Jason stared back, just as stunned. Bruce had seen the computer’s reconstruction. He’d read descriptions of his son’s appearance. Yet all he could seem to do now was stare at Jason’s face, memorizing it; the changed things– his hair, his eyes, that terrible scar that ran across his face. The things that didn’t– the way he could never keep his bangs out of his eyes, the way he squared his shoulders just-so, the way he pursed his lips when he thought. 

“I was not aware that it was customary to stare at people here, Father,” a young voice from beside him snarked. Bruce looked down. Hm, certainly Talia’s eyes there, he thought. But his nose shared an eerie resemblance to that of his mother– Martha Wayne. 

Bruce bent down. “You must be Damian.” 

The boy tutted. “You’re shorter than I expected, Father.” 

A girl approached from behind Damian. Her movements were quick, precise, but graceful. She looked familiar– Lady Shiva’s daughter he remembered. He smiled. “Cass.” 

She lifted her hands carefully. Hello

I’m Bruce, he signed. The girl beamed. 

Then she looked over her shoulder– at Jason. She flicked his ear and tugged his sleeve in Bruce’s direction. 

Jason finally came up to Bruce, glaring at his shoes fiercely as he spoke. “You remember me?” The question was barely a whisper. 

“I do, Jason.”

“I’m sorry I don’t remember you though.” 

Bruce laughed humorlessly, now joining Jason in studying his shoes. “That’s okay. We’ll work through it, alright?” 

Jason’s jaw ticked. “Okay.” 

“Can I hug you?”

“Yeah,” Jason said, melting into Bruce’s arms. “Yeah.” 

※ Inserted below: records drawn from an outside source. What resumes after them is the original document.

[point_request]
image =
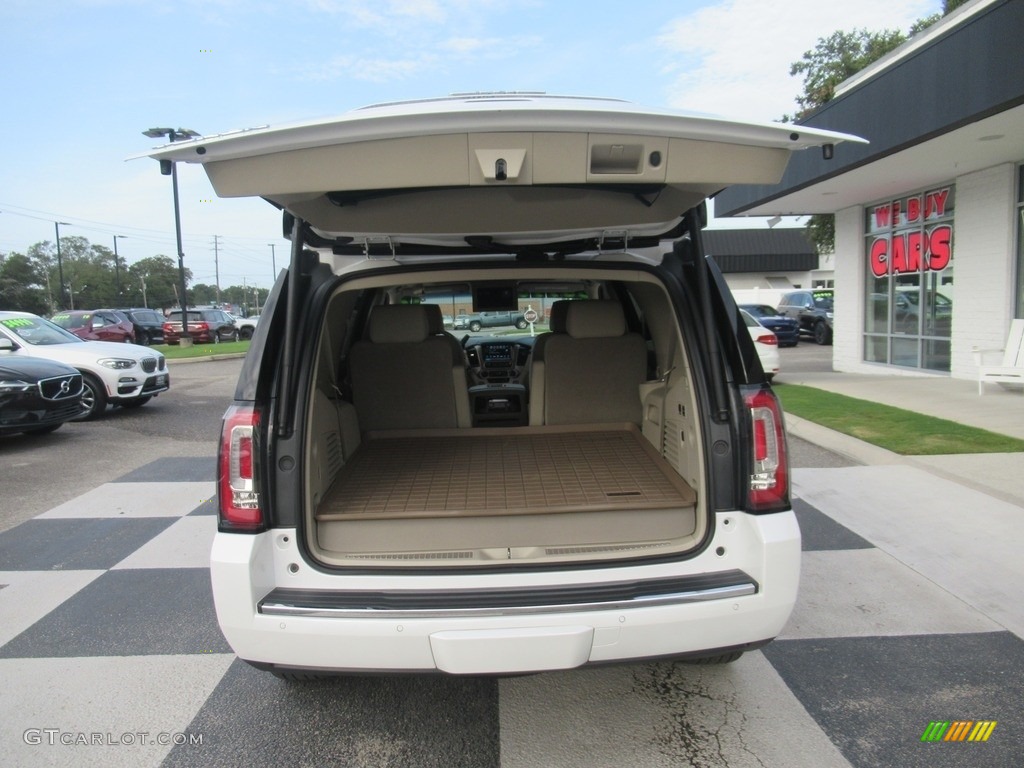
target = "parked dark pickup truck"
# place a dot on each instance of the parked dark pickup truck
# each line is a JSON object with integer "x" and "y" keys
{"x": 489, "y": 320}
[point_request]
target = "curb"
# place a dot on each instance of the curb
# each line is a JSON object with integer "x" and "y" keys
{"x": 1001, "y": 484}
{"x": 206, "y": 358}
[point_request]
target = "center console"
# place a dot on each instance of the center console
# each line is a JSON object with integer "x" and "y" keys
{"x": 499, "y": 406}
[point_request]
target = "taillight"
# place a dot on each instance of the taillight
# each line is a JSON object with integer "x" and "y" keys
{"x": 238, "y": 488}
{"x": 769, "y": 479}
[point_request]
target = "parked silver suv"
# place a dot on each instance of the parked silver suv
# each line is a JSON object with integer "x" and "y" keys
{"x": 614, "y": 488}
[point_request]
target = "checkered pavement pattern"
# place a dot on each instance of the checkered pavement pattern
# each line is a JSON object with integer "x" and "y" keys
{"x": 110, "y": 653}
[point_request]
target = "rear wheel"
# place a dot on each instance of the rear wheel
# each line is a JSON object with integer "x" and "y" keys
{"x": 93, "y": 397}
{"x": 44, "y": 430}
{"x": 822, "y": 334}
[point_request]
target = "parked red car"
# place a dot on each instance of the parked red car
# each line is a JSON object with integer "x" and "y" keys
{"x": 96, "y": 325}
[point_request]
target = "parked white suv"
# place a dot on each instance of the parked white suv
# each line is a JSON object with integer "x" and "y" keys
{"x": 394, "y": 499}
{"x": 124, "y": 375}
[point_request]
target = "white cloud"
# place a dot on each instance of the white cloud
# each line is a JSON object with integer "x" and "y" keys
{"x": 374, "y": 70}
{"x": 733, "y": 57}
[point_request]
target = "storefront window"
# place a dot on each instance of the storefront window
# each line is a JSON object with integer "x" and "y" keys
{"x": 909, "y": 283}
{"x": 1020, "y": 243}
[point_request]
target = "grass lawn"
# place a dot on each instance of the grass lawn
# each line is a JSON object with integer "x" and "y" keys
{"x": 177, "y": 352}
{"x": 892, "y": 428}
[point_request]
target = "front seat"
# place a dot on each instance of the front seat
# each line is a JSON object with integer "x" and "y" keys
{"x": 403, "y": 377}
{"x": 593, "y": 372}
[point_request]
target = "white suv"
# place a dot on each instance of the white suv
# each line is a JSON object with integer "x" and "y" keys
{"x": 125, "y": 375}
{"x": 396, "y": 498}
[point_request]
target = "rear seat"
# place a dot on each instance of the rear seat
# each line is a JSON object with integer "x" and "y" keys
{"x": 593, "y": 372}
{"x": 403, "y": 377}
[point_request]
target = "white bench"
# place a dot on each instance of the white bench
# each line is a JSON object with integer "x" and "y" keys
{"x": 1012, "y": 369}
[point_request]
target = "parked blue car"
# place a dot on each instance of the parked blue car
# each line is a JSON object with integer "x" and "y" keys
{"x": 786, "y": 329}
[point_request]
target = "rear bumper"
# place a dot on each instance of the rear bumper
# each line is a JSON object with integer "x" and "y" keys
{"x": 246, "y": 569}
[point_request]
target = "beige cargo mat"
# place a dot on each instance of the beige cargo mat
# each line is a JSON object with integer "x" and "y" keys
{"x": 483, "y": 472}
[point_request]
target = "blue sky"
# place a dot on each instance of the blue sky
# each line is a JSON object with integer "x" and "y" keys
{"x": 83, "y": 78}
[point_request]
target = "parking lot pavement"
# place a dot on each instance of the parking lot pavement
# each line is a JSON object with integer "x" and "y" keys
{"x": 908, "y": 614}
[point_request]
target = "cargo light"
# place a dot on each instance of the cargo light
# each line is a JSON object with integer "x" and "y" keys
{"x": 769, "y": 478}
{"x": 238, "y": 489}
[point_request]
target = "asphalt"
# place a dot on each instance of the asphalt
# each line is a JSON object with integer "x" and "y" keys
{"x": 998, "y": 410}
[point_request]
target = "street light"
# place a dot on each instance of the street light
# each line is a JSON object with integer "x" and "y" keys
{"x": 169, "y": 168}
{"x": 56, "y": 228}
{"x": 117, "y": 265}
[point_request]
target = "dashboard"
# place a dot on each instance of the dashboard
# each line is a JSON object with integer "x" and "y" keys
{"x": 499, "y": 360}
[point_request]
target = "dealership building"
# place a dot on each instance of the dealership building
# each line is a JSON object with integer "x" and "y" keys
{"x": 929, "y": 258}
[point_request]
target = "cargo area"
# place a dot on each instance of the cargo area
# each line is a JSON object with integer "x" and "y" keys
{"x": 489, "y": 493}
{"x": 510, "y": 448}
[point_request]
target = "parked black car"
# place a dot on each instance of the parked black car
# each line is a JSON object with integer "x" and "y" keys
{"x": 148, "y": 325}
{"x": 205, "y": 326}
{"x": 813, "y": 309}
{"x": 785, "y": 329}
{"x": 37, "y": 395}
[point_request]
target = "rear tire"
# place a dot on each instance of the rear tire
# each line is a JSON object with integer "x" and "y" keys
{"x": 93, "y": 397}
{"x": 822, "y": 334}
{"x": 44, "y": 430}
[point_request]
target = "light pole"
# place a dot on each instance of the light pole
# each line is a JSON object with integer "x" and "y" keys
{"x": 169, "y": 168}
{"x": 117, "y": 265}
{"x": 56, "y": 228}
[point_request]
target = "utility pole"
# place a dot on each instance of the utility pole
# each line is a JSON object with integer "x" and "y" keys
{"x": 170, "y": 168}
{"x": 216, "y": 266}
{"x": 117, "y": 265}
{"x": 61, "y": 294}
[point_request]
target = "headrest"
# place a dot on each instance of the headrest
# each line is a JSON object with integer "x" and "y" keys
{"x": 435, "y": 321}
{"x": 592, "y": 320}
{"x": 392, "y": 324}
{"x": 556, "y": 315}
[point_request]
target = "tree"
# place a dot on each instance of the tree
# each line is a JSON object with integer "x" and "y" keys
{"x": 833, "y": 60}
{"x": 154, "y": 282}
{"x": 837, "y": 58}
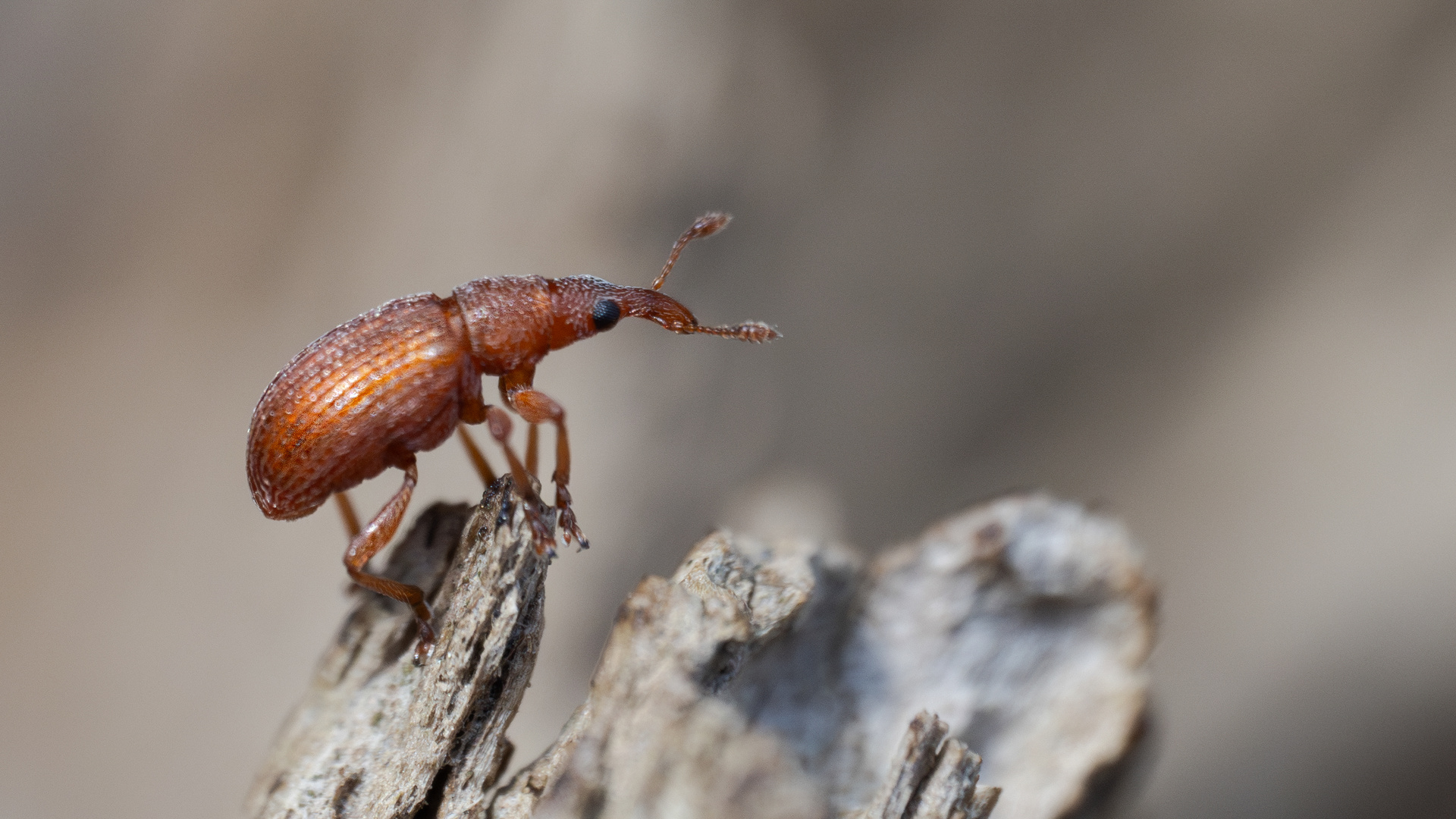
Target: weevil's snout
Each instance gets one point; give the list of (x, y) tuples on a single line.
[(669, 312)]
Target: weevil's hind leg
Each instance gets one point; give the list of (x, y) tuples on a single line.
[(532, 447), (373, 538), (351, 519), (500, 425), (482, 466), (538, 407)]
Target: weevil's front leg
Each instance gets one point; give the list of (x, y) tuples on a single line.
[(538, 409), (373, 538), (473, 410)]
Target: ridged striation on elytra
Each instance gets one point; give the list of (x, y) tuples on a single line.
[(353, 401)]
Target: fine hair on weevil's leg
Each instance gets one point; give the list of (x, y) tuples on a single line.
[(500, 426), (482, 466), (373, 538), (351, 519), (539, 409)]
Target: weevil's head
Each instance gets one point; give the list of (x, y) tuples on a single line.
[(585, 305)]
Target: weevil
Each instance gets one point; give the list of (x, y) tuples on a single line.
[(406, 375)]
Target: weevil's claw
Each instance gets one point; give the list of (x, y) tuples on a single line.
[(566, 518), (542, 532), (425, 646)]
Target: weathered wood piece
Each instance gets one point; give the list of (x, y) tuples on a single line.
[(764, 679), (376, 736)]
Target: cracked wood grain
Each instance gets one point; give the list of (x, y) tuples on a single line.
[(772, 679)]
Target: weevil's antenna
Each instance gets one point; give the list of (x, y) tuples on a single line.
[(707, 224), (755, 333)]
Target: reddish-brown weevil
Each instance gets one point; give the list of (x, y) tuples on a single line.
[(400, 378)]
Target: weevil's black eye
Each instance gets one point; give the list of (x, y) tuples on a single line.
[(604, 314)]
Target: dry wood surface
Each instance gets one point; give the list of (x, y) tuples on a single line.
[(998, 662)]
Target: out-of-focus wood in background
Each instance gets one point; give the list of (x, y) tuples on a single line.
[(1194, 260)]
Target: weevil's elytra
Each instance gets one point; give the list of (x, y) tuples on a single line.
[(402, 378)]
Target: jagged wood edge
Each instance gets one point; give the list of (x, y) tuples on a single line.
[(376, 736)]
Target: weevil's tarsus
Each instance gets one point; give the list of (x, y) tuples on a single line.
[(373, 538)]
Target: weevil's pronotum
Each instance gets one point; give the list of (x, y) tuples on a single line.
[(400, 378)]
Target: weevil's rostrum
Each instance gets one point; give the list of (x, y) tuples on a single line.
[(402, 378)]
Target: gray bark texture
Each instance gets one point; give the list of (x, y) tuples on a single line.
[(785, 679)]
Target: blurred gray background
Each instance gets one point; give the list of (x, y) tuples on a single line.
[(1191, 260)]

Closing his eyes, Bruce relished the feeling of his long-lost son in his arms. But he had another son here too. And damn, if Cass would let Bruce adopt her, he would. So he opened his eyes and motioned at them to join him. They did so hesitantly, but Bruce welcomed them all the same.

He didn’t think his heart could ever feel so full again.